10 Tips for College Freshmen

LaJoie Ward and James Lex put together a nice list of 50 Dos and Don’ts for college students (primarily prospective/current freshmen) — I had some thoughts of my own on the topic, so I have compiled my little list of advice.

Although it was two years ago, I remember well the sense of insecurity that loomed in the weeks preceding my first taste of college.

Most of the anxiety died after the first couple days of class, but there was still much unfamiliarity with the system that kept my caution index high. Thanks in particular to a dear friend and a double-portion of God’s grace, I have managed to survive both my freshman and sophomore years.

So, what have I learned from these past four semesters? Arc length, line integrals (curve more like), basic quantum mechanics, why electromagnetic waves propagate at the speed of light, the role of quantized energy states and the Schrodinger equation in preventing the collapse of the atom, why the capitalistic model is efficient, how not to cite an email conversation, …

How about some useful advice?

You mean you really weren’t interested in integration over a vector field? Too bad. I fear my tips are less witty than LaJoie and James’ compilation, but I shan’t go so far as to say it is less useful. So here they are: my top ten snippets of useful advice.

  1. Find/form a Christian peer group (friends, other church family, etc.) and try to setup consistent weekly times and locations to socialize — it will help and encourage an otherwise dull week.

  2. Always double check your tests if you have remaining time — we all make careless errors. Double checking has consistently saved me as much as 30% on test grades!

  3. Try to get on a friendly name basis with your professor, especially if they are difficult or have attitude problems — they will give you much more respect and take notice of the effort you exert; believe me it’s not as hard as it sounds! Just be extra cautious in how you address the professor (tone plays a critical role) and make it a point to say hello if you meet him/her outside of class — this enforces familiarity on the professor’s part, so if you have an unusual name, this tip is also for you!

  4. Get a hobby (if you don’t already have one); it’s invaluable to have something you can enjoy to take your mind off school when you’re needlessly fretting or stressed.

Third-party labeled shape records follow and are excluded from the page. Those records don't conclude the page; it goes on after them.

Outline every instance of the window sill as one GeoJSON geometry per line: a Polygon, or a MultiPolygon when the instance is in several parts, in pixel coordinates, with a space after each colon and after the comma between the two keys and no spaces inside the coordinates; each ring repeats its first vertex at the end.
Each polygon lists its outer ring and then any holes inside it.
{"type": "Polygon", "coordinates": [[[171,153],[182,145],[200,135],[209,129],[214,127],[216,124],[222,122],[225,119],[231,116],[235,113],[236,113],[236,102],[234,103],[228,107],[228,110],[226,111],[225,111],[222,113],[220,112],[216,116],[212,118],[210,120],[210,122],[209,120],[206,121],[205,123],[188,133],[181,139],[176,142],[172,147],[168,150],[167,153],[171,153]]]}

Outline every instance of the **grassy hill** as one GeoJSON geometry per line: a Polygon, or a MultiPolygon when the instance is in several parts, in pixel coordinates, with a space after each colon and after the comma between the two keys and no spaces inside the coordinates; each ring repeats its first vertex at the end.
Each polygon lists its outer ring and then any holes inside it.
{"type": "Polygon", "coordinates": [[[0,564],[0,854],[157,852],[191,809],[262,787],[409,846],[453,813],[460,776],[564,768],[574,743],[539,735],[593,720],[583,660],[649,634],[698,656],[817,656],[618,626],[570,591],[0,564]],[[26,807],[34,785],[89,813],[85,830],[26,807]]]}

A word of caution: don’t let the hobby swallow up school time!

  5. Go to bed on time! I had morning classes everyday at 8 AM, so losing sleep every night builds up…you will feel more miserable every morning (and start nodding off in that dreaded 3–4:45 class).

  6. Get some exercise by walking/jogging across campus as much as possible (without being late of course) — your endurance will increase exponentially the larger the campus.

  7. Don’t carry a lot of books — you can cause back and shoulder damage, and your posture will suffer. If you have a locker, use it! Stuff every book you don’t need for the next class in there. If your car is available, store non-valuable items in the trunk (out of view is the most important part). If you carry around few enough materials, consider a messenger bag: they’re light, useful outside school, and easier to swap materials in and out of.

  8. Do your lab partner(s) a favor and come to class showered and presentably dressed — you just might make a friend if you don’t scare them off with unpleasant odors…

  9. Hold on to those award letters — most car insurance companies will lower your rates if you have proof of exceptional grades!

  10. Request an official copy of your transcript every semester before tossing all of your homework/graded tests. The school can make mistakes and ruin your grades, so keep tangible, official proof of your grades…then toss all the tests.

Another fifty anyone?

This was certainly a partial list, but should get you off to a good start if you’re just getting ready to jump into the college workflow. Be sure to check out 50 Dos and Don’ts for a more lighthearted (but nonetheless invaluable) bag of tips!